Joshua Ferguson · Answer 7 · Wed Jun 12 2024 05:00:19 GMT+0800 (China Standard Time)

I apologize I'm not sure how to get var info but these are the 2 functions that break when using the 2 backends.

You're good. I was hoping that traceback pointed to something in the generated model(so then we could figure out what step in burn-import needs work), but that's not the case here.

Dilshod Tadjibaev · Answer 8 · Wed Jun 12 2024 06:18:41 GMT+0800 (China Standard Time)

Sounds like it's a bug in the backward pass of the Burn's OP.

CCing @nathanielsimard , @louisfd , and @laggui, maybe the have some idea.

Guillaume Lagrange · Answer 9 · Wed Jun 12 2024 19:59:13 GMT+0800 (China Standard Time)

Cargo successfully builds and it is a runtime error.

I just tried reproducing and found that Resnet18 works while Mobilenet and efficientnet have issues.

I'm using images of size 224, but I've seen similar issues before when using awkward input sizes. Specifically, this happens when at a given layer when the an odd number of channels are trying to halve (Note the error from above, [1, 1, 4, 4] to [1, 1, 3, 3]) could be in relation to the size of a previous layer (1, 1, 7, 7).

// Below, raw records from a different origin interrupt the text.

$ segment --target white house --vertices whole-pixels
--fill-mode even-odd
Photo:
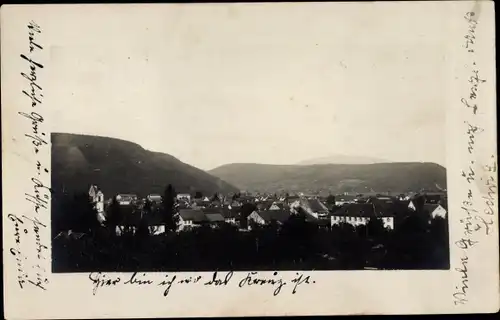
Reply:
[[[150,194],[147,196],[147,199],[151,202],[154,202],[154,203],[161,202],[161,196],[159,194]]]
[[[273,202],[273,204],[269,207],[269,210],[283,210],[283,205],[279,205],[276,202]]]
[[[436,217],[445,219],[448,213],[440,204],[425,204],[424,210],[430,214],[432,219],[435,219]]]
[[[232,225],[236,225],[239,218],[238,211],[228,206],[226,208],[216,208],[204,210],[205,214],[209,213],[220,213],[224,217],[224,222]],[[208,217],[208,216],[207,216]]]
[[[191,202],[191,195],[189,193],[179,193],[177,195],[177,200],[184,200]]]
[[[369,203],[347,204],[331,216],[331,224],[348,223],[354,227],[366,225],[370,219],[379,218],[385,228],[394,229],[394,216],[383,212],[377,206]]]
[[[248,220],[248,229],[251,228],[251,226],[250,226],[251,221],[253,221],[254,223],[259,224],[259,225],[266,224],[266,221],[259,215],[259,213],[257,211],[253,211],[250,215],[248,215],[247,220]]]
[[[165,225],[151,225],[148,226],[149,234],[157,236],[165,233]]]
[[[115,232],[117,236],[122,236],[125,232],[130,232],[132,234],[135,234],[137,232],[137,227],[119,225],[116,226]]]
[[[116,196],[116,200],[122,206],[129,206],[137,200],[137,196],[135,194],[119,194]]]
[[[207,222],[207,218],[201,210],[179,210],[179,231],[189,230],[193,227],[199,227],[204,222]]]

In this case, the forward pass works fine for all models, but the backward pass might be encountering a similar issue.

Could you share one of the ONNX models so we can try to reproduce this issue?

Galen O'Shea · Answer 10 · Wed Jun 12 2024 21:57:58 GMT+0800 (China Standard Time)

@laggui doesn't allow me to drop here, where do I share the model?

We don’t support that file type.

Try again with GIF, JPEG, JPG, MOV, MP4, PNG, SVG, WEBM, CPUPROFILE, CSV, DMP, DOCX, FODG, FODP, FODS, FODT, GZ, JSON, JSONC, LOG, MD, ODF, ODG, ODP, ODS, ODT, PATCH, PDF, PPTX, TGZ, TXT, XLS, XLSX or ZIP.

Guillaume Lagrange · Answer 11 · Wed Jun 12 2024 21:59:56 GMT+0800 (China Standard Time)

You could upload it somewhere (e.g., google drive) and share the link.

Or, if it's a torchvision model you could share the script you used to generate the ONNX model with pytorch.

/edit: ah right as pointed out below github supports zip format so you can zip the onnx file to upload it here.

Dilshod Tadjibaev · Answer 12 · Wed Jun 12 2024 22:12:40 GMT+0800 (China Standard Time)

You need to zip it

Galen O'Shea · Answer 13 · Thu Jun 13 2024 05:00:12 GMT+0800 (China Standard Time)

mobilenet_v2.zip

here's the zip and you'll find the func for creating the model above

Guillaume Lagrange · Answer 14 · Fri Jun 14 2024 21:04:32 GMT+0800 (China Standard Time)

I can reproduce the issue with the provided onnx model on both ndarray and torch backends.

ndarray: could not broadcast array from shape: [1, 1, 4, 4] to: [1, 1, 3, 3]

The issue happens in the conv2d backward with groups, specifically this line.

Guillaume Lagrange · Answer 15 · Fri Jun 14 2024 22:52:37 GMT+0800 (China Standard Time)

Found the bug! Thanks a lot for filing the issue. Fixed with PR #1891.